第148回「 産学官交流 」講演会(静岡県立大学)報告 

 

 

主催:静岡市清水産業・情報プラザ(指定管理者: 静岡商工会議所)

共催:新産業開発振興機構 


静岡県立大学にご協力いただき、第148回の講演会を開催しました。

今年度の5回目産学官交流講演会は静岡県立大学 食品環境研究センター センター長 特任教授 若林敬二氏による「機能性表示食品の開発とその実績」と薬学部 薬学科 教授 浅井知浩氏による「mRNAワクチンの基礎研究と社会実装」の講演がありました

 

 

静岡県立大学 食品環境研究センター センター長 特任教授 若林敬二氏

『機能性表示食品の開発とその実績』

 

 食品は一般食品と保健機能食品があり、保健機能食品には特定保健用食品、栄養機能食品、機能性表示食品がある。特定保健用食品は消費者庁長官の許可が必要でヒト介入試験(動物、ヒト試験)が必要の為、承認を受けるまでに6か月~1年かかり、費用も2,000万円以上かかる。そのため、2007年の167件承認をピークに2019年の32件まで減っている。又、国内市場は2015年の3,800億円から2019年の約3,000億円まで減っている。機能性表示食品は2015年からサプリ、加工食品を対象に始まり、ヒト介入試験又は研究レビューを基に消費者庁に届ける。3か月程度の期間で150万円~400万円のコストで機能性表示商品の表示できる。そのため、2015年の307件から2019年の785件まで増え続けている。届けのあった機能性・製品数はメタボ関連が多く、中性脂肪・血糖値・体脂肪・血圧を下げるの表示が多い。尚、認知機能の改善も増えている。国内市場は2015年の200億円から2019年の4,700億円まで増えている。
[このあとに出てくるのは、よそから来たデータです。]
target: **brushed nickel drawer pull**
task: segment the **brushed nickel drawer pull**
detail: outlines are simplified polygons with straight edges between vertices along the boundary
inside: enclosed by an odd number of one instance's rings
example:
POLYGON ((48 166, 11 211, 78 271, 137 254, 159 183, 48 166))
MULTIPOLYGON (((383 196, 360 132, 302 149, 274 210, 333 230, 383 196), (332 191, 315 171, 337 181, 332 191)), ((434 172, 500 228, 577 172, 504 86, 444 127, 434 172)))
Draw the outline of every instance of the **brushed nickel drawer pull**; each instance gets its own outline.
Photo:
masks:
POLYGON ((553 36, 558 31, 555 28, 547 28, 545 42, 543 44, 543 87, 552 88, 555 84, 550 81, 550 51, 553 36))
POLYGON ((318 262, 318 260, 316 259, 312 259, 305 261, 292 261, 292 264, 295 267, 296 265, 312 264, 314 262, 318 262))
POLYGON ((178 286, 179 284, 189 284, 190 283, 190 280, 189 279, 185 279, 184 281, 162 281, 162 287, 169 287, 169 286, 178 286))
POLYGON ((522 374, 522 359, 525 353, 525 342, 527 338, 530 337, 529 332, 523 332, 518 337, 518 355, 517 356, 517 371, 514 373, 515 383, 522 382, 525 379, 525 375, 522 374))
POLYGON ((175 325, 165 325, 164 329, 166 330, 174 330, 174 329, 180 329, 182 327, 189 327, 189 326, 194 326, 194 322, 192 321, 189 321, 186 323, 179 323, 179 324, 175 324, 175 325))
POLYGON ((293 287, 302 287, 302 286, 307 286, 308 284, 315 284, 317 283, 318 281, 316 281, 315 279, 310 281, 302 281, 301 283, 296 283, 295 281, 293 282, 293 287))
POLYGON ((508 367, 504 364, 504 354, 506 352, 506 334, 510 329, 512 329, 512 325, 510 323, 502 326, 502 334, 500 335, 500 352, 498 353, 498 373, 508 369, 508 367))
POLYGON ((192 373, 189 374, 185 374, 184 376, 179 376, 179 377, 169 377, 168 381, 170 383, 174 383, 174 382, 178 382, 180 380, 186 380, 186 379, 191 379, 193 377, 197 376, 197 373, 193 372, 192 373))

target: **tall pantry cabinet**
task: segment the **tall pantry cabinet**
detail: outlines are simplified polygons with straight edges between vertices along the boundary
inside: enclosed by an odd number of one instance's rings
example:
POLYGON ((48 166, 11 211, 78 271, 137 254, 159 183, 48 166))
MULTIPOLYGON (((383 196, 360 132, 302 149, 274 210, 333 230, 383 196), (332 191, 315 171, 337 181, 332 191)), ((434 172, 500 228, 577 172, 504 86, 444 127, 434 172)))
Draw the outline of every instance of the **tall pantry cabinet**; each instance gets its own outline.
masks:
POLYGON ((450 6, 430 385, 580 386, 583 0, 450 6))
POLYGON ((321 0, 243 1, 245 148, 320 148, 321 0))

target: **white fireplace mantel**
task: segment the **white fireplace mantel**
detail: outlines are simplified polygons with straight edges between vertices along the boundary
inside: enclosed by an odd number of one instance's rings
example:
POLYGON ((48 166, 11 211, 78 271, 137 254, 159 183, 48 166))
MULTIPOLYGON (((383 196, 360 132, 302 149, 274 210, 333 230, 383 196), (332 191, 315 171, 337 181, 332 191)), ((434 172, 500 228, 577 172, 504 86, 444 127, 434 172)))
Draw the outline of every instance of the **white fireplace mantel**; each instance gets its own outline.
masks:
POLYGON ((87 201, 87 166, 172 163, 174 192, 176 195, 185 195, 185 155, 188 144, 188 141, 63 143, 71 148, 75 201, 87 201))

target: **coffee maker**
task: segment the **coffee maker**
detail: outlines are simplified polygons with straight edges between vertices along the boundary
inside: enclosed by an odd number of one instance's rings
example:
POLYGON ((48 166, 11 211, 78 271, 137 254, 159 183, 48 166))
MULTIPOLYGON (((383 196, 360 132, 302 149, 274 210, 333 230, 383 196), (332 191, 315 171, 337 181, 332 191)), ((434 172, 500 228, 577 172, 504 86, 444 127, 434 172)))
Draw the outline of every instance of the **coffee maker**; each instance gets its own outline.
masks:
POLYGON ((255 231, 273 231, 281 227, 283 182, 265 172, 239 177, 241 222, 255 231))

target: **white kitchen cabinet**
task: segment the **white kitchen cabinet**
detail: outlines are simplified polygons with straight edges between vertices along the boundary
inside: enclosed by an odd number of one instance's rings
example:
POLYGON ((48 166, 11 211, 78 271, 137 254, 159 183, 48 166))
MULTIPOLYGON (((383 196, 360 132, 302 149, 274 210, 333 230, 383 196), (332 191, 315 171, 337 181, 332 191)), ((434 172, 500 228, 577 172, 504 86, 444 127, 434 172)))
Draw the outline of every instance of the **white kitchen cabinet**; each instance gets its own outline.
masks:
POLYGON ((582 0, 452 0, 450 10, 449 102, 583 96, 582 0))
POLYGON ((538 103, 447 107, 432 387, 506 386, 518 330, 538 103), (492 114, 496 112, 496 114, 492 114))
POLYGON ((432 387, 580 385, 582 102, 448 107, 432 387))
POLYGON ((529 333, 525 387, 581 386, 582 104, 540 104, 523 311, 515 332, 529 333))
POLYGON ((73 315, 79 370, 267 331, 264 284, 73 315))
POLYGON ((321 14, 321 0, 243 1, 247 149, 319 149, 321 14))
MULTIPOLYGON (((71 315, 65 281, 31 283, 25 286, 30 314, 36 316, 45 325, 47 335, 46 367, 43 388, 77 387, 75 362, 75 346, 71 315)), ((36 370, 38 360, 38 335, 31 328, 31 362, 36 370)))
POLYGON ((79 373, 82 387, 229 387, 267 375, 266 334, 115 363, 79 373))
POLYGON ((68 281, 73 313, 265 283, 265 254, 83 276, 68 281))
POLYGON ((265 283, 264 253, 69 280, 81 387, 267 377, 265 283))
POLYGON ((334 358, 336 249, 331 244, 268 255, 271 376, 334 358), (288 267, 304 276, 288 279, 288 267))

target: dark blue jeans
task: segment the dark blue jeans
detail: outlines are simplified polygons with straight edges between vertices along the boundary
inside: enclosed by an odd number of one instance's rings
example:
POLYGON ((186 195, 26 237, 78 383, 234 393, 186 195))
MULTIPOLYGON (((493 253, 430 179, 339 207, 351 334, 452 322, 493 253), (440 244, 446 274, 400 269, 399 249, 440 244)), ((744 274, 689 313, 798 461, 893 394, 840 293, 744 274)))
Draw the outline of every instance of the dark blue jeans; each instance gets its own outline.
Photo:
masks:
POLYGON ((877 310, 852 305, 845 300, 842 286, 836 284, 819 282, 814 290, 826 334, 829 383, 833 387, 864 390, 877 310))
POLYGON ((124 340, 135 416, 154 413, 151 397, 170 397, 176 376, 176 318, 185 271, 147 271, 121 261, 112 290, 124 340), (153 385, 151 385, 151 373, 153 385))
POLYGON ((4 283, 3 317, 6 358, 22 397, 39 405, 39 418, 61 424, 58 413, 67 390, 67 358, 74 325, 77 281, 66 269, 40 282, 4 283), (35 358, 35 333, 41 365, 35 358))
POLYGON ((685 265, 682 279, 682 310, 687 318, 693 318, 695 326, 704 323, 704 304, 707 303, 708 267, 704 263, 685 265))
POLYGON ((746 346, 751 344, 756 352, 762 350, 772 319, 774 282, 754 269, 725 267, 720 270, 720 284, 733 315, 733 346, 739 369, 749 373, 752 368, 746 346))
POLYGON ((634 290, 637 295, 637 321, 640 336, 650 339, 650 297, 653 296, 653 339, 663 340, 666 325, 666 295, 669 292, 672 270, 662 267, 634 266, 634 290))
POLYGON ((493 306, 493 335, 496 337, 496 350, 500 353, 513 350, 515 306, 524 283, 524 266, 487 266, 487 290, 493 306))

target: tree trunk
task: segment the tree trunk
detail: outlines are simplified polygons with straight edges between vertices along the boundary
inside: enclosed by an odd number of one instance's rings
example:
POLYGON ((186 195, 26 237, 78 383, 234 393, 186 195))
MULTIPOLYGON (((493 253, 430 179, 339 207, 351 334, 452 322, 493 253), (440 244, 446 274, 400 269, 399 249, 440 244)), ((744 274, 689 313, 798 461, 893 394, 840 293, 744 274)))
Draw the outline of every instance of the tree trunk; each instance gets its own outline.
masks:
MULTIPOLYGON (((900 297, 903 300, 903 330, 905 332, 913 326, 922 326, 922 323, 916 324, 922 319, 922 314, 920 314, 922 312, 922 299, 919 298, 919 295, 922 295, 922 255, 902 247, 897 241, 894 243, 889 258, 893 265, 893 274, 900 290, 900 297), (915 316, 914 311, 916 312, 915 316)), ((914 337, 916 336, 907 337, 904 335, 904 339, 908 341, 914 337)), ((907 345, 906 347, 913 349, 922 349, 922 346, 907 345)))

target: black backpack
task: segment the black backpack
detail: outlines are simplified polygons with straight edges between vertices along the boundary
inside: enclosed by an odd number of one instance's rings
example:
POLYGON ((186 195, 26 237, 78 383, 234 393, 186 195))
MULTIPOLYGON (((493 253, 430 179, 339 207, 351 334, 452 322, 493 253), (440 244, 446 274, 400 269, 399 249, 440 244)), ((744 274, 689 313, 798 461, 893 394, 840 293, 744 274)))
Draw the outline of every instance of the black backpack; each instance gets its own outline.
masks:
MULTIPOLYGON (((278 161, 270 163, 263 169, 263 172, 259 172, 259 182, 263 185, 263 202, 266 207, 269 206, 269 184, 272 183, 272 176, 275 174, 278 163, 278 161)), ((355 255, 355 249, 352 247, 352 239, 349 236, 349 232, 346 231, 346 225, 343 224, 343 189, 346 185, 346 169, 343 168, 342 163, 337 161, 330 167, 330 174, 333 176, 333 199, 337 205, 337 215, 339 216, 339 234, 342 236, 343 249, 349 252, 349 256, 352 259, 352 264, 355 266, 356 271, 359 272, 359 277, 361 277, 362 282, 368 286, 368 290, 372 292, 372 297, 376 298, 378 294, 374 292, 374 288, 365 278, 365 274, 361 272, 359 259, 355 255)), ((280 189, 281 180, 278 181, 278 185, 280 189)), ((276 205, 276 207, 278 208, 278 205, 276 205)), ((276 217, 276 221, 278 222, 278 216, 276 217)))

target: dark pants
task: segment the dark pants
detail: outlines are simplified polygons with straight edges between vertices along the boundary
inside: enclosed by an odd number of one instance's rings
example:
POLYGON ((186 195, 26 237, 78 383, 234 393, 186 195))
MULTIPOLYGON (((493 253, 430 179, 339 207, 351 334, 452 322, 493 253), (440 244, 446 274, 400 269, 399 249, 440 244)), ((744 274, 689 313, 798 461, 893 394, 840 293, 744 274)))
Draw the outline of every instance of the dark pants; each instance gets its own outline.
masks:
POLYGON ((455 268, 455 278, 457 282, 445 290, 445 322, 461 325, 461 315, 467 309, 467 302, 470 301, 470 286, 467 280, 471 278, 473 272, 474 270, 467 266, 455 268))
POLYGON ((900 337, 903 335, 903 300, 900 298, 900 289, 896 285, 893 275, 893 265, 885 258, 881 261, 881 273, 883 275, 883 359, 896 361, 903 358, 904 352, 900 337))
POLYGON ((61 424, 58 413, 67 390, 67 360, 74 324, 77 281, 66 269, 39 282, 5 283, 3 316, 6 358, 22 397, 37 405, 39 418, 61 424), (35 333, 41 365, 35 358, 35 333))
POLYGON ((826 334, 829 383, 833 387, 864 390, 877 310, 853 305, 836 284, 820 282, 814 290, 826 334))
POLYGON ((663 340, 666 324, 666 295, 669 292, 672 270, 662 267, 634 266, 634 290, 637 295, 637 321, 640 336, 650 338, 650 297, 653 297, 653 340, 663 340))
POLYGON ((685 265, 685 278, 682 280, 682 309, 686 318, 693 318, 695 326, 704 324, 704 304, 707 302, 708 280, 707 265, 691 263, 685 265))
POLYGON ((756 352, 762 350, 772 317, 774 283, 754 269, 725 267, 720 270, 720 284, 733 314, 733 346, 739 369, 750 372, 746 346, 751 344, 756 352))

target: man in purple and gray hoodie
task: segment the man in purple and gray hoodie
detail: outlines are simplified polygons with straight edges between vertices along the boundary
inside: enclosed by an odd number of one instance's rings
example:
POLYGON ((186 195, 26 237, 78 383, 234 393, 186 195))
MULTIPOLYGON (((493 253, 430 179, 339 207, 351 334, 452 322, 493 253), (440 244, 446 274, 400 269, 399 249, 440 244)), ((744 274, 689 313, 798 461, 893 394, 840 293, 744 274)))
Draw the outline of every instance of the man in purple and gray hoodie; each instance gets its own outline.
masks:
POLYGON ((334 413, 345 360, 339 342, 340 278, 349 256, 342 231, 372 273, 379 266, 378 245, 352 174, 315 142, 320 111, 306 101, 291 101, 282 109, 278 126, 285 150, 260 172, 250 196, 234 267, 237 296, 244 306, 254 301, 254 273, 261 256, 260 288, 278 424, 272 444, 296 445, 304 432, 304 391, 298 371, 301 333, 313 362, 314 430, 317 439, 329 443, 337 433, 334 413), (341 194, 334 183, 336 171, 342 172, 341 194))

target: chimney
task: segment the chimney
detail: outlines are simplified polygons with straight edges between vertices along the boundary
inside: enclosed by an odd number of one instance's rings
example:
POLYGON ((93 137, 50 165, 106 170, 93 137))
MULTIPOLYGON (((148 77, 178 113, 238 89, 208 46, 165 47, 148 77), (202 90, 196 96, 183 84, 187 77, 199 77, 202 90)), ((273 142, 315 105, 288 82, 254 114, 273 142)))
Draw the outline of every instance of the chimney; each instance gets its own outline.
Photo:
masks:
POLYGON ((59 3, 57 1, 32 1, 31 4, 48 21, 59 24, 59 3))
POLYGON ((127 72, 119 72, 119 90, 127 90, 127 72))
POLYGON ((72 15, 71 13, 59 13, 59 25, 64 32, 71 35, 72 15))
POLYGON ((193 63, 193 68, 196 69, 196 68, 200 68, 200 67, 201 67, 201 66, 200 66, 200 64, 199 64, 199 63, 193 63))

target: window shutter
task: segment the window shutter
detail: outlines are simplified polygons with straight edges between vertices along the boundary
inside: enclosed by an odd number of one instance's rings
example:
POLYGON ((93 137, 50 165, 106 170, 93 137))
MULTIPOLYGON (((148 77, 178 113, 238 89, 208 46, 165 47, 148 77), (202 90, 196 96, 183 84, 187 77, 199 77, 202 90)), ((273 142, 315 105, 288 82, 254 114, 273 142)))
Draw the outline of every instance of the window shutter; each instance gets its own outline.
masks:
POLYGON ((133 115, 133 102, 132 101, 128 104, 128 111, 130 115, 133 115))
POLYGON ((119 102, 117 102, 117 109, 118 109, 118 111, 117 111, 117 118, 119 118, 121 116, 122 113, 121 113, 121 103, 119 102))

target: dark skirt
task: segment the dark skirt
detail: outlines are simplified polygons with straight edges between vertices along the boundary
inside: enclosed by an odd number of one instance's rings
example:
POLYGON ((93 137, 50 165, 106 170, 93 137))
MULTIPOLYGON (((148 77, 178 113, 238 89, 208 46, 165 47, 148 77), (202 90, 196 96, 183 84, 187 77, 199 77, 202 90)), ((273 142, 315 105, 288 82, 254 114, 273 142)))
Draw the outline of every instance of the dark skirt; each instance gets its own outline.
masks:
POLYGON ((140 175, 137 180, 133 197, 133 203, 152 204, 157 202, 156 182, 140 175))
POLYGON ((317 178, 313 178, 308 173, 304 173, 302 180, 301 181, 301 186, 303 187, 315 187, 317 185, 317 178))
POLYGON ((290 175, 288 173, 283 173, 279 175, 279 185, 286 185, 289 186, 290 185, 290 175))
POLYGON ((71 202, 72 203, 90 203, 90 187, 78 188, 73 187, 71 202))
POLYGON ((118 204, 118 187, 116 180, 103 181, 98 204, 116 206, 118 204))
機能性表示食品の静岡県内の届け出件数は全国5位で、製造数は全国1位である。ツナやお茶関連商品が多い。機能性表示食品制度には届出→科学的根拠の証明(システマティックレビュー)→消費者庁への届出→機能性表示食品の販売フローがあり、静岡県立大学ではシステマティックレビューの支援をしている。よって、機能性表示食品の届出に興味のある企業は是非相談して欲しい。

 

 

 

 

 

静岡県立大学 薬学部 薬学科 教授 浅井 知浩氏

『mRNAワクチンの基礎研究と社会実装』

 

 浅井教授の研究室ではDDS(Drug Delivery System)技術を世界に展開する新産業を創出し地域社会に貢献することを目指している。又、最先端のナノDDS技術を駆使した医薬品・ワクチンの開発、医療用DDS技術を応用した試薬、化粧品、食品の開発を事業とする静岡県立大学発ベンチャー企業LunaRD(Lipid-based Unique Nanoparticles Research & Development)株式会社を設立している。今回のテーマであるmRNAワクチンはウイルスのタンパク質のもとになる遺伝情報(設計図)を、毒性・病気になる性質のないウイルスに組み込んだもので、新型コロナウイルス感染症のワクチンで初めて使用されたもの。従来の生ワクチン、不活化ワクチン、トキソイドとは異なる。mRNAワクチンの重要な技術はRNAの送達に使用される脂質ナノ粒子(LNP)である。そのため、研究室ではこのLNPの研究も行っている。mRNA、LNPの課題と今後の展望としては副反応の軽減、利便性の改善(凍結乾燥製剤化:ファイザーのワクチンはマイナス80度の保管が必要で、解凍後すぐ接種しなければならなかった。実際のところ常温での保管実験をする時間が無かったため、納期優先で承認された)、他感染症への応用、非感染症(悪性腫瘍など)への応用、国産LNP技術の実用化が挙げられる。コロナ感染症に対するmRNAワクチンの開発は2019年12月にコロナ感染症が確認され、2020年1月中旬にゲノムが解析され、4月末に治験開始、2020年12月にFDA承認という迅速なものであった。尚、LNP技術の開発では電荷反転型LNP技術、PEG-free LNP技術、ペプチド脂質を用いたLNP技術が挙げられる。既存のLNP技術の開発によって課題解決が進み、高度化したLNP製剤の設計可能となった。